If conversation progresses beyond the superficial and you are able to begin to speak about matters that are concerning you, your visitor will not be in any way shocked or surprised that your emotions will be involved, that you are still working out how to handle your circumstances, and that some things may not come out as you hoped they would. A good pastoral visitor will assume that what you are expressing is written in pencil rather than permanent marker, and will be happy for you to revisit things you say. They won’t be surprised if you need time to process how you’re feeling. They won’t feel awkward if you are a person who finds it difficult to put things into words. They are not shocked or embarrassed by your tears. Struggling Christians should find a sympathetic audience in the individual who visits them, someone who will listen carefully and without judgement, someone who isn’t looking for the best version of the story but an honest and human account of the conditions of their lives. Your visitor wants you to be honest, they will have counsel to give but they likewise have time and space to listen to you in your voice and with your own emotions.

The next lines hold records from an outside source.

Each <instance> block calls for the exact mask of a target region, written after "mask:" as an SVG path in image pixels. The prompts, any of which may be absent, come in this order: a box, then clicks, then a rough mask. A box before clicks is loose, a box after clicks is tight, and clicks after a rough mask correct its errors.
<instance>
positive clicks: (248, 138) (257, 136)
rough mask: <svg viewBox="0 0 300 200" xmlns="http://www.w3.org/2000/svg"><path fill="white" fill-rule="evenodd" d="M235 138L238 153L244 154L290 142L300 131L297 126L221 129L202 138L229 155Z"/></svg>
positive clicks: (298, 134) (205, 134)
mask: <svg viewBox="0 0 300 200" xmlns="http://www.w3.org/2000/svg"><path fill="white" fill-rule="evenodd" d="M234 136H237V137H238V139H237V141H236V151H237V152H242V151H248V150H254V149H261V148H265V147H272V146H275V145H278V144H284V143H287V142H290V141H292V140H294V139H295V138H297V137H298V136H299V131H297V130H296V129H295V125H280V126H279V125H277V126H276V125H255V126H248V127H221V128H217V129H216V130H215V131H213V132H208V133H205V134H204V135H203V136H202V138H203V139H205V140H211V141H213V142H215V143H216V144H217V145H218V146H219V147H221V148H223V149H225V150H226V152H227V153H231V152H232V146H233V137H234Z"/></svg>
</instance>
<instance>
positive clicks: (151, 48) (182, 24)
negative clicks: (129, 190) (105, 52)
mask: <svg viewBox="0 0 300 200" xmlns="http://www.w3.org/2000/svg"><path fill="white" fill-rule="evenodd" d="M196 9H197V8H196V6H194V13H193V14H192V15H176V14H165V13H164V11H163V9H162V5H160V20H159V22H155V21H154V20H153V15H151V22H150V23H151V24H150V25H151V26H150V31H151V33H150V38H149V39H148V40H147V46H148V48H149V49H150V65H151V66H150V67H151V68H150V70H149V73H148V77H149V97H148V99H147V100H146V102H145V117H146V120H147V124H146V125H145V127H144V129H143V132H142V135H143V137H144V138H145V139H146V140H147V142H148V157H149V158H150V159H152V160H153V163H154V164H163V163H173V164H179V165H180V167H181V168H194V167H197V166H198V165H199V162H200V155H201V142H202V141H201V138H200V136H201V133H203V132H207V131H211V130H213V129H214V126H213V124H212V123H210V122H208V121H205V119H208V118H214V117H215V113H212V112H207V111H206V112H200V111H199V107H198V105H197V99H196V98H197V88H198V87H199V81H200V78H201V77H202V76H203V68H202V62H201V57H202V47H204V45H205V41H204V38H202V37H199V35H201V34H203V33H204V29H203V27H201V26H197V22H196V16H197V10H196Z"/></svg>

5. We would love to read and pray with you

One of the unique blessings of pastoral visitation is the opportunity to simply read the Scriptures and pray with the person visited. This is often the most profound and powerful part of spending time together in this way, and is one of the unique marks of a truly pastoral visit. Your visitor won’t read the Scriptures as a sticking plaster for some of the complex things you share about, they won’t preach a full blown sermon, but they will have a confident conviction that hearing God’s word together has a formative effect on how we face our lives. They will likewise be persuaded that one of the chief outcomes of their time spent with you is that they can now pray for you and with you in a more informed way. Your visitor would love to read and pray with you because mutual exposure to the word of God in the environs of a trusted conversation is beautiful and beneficial to both parties involved.

Conclusion

Every pastoral visit and every pastoral visitor will be different, the diverse combinations of circumstances and personalities make that inevitable. In common across the board, however, is the fact that a pastoral visit is designed to foster fellowship with you, to encourage your heart, to make you feel heard, and to apply Scripture and prayer to the real issues of our lives. No wonder it is a blessing when done thoughtfully. As the one visited embracing visitation might well prove to lift your heart, feed your soul, and focus your mind afresh on Jesus.

5 Comments

  1. Andrew, Thanks, this is helpful. Do you think it might be even more helpful if it were written as a first-person plural perspective? Rather than “your visitor” perhaps, “we would love to read scripture and pray with you.”

    I also appreciated the piece you wrote on the blessings of pastoral visitation (2016). I’m planning to share that with the pastors in our family of churches.